Sebbene incompleta, è una vittoria. La seconda in tribunale a Torino. Un altro passo avanti per i ciclofattorini verso l'auspicato addio al cottimo. I giudici hanno dato ragione a otto riders di Glovo - tra loro c'è Luna Mezzanotte - che avevano presentato ricorso per essere riconosciuti come lavoratori subordinati. Riceveranno un indennizzo per colmare il tempo trascorso davanti alla APP tra una consegna e l'altra: 

“Cambierà la nostra vita essere irconosciuti come subordinati? Sì ma solamente per alcune persone. Io vorrei che fosse esteso direttamente a chiunque si mette in bici e pedala per consegnare del cibo sotto il caldo, sotto la pioggia in qualsiasi condizione meteorologica”.

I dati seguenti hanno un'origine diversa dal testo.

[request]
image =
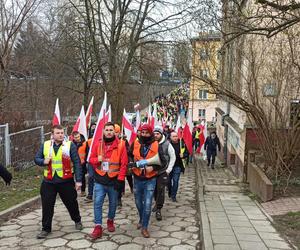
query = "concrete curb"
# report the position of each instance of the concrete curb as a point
(11, 212)
(204, 232)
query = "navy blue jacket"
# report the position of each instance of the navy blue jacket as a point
(39, 160)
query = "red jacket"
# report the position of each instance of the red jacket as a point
(107, 151)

Glovo ha annunciato il ricorso in appello. Farà lo stesso anche la legale dei riders, Giulia Druetta, per i punti non accolti dai giudici. C'è poi una battaglia nella battaglia. Quella - riconosciuta la subordinazione - sul contratto da applicare.

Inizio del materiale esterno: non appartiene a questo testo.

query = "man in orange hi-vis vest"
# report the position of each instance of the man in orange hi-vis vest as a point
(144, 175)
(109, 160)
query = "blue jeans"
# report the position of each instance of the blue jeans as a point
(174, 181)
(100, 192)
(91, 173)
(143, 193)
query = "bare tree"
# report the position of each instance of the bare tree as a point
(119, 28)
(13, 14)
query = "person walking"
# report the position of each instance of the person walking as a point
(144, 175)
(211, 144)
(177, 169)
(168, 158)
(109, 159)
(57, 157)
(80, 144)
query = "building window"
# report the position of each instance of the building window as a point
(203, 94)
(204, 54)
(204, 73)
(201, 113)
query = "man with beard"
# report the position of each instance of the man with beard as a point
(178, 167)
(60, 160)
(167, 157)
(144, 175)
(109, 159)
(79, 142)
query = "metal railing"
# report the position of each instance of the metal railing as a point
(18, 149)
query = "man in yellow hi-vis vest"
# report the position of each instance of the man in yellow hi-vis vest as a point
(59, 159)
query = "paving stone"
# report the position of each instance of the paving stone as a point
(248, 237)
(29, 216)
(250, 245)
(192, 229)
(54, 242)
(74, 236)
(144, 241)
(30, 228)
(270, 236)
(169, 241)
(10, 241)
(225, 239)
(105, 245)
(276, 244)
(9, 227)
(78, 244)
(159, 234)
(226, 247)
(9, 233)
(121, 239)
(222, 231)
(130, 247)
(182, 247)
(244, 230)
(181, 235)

“Da parte del Tribunale di Torino è già stata la seconda volta che viene richiesta l'applicazione del ccnl del terziario distribuzione e servizi - spiega Lorenzo Montanari, Salng Usb -. Noi invece crediamo che il ccnl da applicare sia solo uno: quello della logistica.  Porterebbe sicuramente un trattamento differente in materia di sicurezza sul lavoro e sanitaria. E soprattutto va anche ad aumentare quello che è il salario del lavoratore ”.